What many people do not know is that you can train your sense of smell. By consciously smelling a number of scents every day, you can train the olfactory function. The idea behind smell training is that you re-link ”smells” to actual situations or objects. To train your sense
of smell there are smell training kits available. More information about smell training can be found on this page.
Register for a survey
The University of Wageningen in the Netherlands is conducting research into the smell and loss of taste in the corona virus in a worldwide collaboration. You could be part of the test panel by answering some questions that contribute to the research. By participating in this
study, researchers can gain more clarity about the treatment and the cause of the loss of smell.

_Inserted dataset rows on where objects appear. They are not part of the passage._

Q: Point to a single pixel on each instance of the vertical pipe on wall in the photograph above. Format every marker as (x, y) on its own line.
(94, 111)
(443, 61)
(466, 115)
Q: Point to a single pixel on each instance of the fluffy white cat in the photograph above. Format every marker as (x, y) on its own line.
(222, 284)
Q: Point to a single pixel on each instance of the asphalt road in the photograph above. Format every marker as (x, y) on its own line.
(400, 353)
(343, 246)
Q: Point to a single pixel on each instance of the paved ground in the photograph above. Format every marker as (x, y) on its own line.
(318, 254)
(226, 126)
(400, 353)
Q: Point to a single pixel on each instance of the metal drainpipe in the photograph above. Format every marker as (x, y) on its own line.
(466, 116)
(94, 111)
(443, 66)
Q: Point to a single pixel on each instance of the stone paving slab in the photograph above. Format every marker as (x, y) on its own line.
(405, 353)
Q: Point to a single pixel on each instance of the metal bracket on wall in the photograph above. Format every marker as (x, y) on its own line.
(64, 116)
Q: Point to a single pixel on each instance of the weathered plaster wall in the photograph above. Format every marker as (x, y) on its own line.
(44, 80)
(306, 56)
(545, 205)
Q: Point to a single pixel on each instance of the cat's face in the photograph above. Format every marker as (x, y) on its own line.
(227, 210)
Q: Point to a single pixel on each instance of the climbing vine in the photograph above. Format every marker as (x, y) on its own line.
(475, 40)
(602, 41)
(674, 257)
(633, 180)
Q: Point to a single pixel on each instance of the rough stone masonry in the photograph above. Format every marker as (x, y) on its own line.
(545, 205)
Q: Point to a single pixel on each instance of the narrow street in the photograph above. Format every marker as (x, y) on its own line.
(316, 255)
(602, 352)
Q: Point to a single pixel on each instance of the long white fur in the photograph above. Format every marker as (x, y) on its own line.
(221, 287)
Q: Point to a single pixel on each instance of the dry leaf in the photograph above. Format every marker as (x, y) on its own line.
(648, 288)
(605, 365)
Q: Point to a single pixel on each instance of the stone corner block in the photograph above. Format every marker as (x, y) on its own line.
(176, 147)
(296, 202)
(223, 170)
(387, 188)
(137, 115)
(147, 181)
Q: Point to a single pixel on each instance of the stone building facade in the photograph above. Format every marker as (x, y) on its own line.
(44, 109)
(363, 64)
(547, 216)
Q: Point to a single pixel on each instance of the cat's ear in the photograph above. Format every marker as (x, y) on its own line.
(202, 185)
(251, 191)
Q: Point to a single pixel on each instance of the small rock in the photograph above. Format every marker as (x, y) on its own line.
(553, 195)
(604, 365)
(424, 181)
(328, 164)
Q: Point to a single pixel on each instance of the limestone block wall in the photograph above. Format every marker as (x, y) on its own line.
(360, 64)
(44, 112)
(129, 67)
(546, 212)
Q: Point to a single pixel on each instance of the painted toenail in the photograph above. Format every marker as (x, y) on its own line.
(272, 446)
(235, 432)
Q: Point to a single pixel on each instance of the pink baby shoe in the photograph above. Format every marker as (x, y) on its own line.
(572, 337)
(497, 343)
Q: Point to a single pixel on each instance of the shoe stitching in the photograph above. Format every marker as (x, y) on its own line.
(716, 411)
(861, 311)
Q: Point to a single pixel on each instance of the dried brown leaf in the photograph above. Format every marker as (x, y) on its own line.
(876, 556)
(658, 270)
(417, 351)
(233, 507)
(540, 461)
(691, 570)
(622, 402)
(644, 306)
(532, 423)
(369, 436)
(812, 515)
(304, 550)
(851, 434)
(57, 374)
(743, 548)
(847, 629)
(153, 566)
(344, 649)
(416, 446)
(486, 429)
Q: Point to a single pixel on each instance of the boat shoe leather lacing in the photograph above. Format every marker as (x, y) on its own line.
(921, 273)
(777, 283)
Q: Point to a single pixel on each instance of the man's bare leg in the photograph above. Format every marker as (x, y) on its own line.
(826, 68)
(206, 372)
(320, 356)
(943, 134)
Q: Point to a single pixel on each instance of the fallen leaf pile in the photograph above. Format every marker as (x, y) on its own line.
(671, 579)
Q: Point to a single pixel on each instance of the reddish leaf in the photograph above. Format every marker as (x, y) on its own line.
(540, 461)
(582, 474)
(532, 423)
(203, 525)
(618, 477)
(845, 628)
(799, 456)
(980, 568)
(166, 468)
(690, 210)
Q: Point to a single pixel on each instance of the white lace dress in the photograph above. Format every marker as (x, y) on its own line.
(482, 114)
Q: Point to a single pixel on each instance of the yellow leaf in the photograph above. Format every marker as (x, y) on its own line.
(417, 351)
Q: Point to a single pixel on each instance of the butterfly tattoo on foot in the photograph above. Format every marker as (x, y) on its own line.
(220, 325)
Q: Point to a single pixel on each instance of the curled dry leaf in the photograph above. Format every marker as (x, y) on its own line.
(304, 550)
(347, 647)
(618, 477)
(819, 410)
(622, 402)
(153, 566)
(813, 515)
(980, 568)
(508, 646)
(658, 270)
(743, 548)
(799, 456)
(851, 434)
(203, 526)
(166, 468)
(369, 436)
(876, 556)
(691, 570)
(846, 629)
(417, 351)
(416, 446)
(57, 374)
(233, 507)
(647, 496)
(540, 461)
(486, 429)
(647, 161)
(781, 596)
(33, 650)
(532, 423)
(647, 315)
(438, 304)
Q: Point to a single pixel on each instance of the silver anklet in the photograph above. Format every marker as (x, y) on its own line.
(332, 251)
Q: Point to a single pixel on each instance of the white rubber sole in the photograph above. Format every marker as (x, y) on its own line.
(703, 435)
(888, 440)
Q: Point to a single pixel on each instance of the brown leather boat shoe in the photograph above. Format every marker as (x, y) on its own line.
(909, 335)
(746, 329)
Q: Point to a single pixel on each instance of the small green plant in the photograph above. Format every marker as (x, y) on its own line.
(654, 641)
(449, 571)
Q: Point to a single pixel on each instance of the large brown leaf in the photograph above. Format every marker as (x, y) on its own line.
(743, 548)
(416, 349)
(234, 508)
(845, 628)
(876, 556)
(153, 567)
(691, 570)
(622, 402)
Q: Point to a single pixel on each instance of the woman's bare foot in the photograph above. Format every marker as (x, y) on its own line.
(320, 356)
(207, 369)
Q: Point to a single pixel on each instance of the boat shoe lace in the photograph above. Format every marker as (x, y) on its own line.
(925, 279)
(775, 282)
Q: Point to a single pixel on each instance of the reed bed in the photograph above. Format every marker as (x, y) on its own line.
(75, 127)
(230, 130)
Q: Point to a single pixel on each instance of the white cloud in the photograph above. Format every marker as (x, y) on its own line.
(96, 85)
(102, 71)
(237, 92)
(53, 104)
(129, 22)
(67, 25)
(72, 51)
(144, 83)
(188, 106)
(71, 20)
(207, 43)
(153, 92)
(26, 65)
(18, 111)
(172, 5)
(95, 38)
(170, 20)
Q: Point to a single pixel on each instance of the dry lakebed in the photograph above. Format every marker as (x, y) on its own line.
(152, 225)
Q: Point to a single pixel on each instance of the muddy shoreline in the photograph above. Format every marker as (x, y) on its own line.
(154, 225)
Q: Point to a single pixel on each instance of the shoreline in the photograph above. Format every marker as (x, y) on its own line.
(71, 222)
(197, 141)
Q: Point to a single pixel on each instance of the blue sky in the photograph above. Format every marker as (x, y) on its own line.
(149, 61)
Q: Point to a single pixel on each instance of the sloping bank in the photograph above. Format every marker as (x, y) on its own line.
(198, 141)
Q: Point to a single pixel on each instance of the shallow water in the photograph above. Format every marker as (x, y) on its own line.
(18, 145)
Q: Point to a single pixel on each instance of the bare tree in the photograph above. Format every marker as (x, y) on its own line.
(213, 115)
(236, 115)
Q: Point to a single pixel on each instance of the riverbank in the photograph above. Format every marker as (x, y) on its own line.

The GCCR invites everyone who thinks they have had COVID-19 in the past two weeks to complete the questionnaire, which consists of questions such as: ‘Do you find chili pepper
to be more or less spicy?’ ‘Does garbage smell less bad than usual?’; and ‘Have you been diagnosed with COVID-19?’ In addition, participants are asked whether they suffer from other conditions that may be associated with a loss of smell and taste, such as hay fever
or diabetes – this is to ensure that the symptoms are in fact caused by COVID-19.
Visit your doctor
A visit to a doctor is a logical but also important step. As mentioned earlier, loss of smell can be linked to hay fever and diabetes, but also to Parkinson’s disease. It is therefore useful to have yourself examined. There also hospitals worldwide who have a specialized department
for ear, nose and throat treatments and research.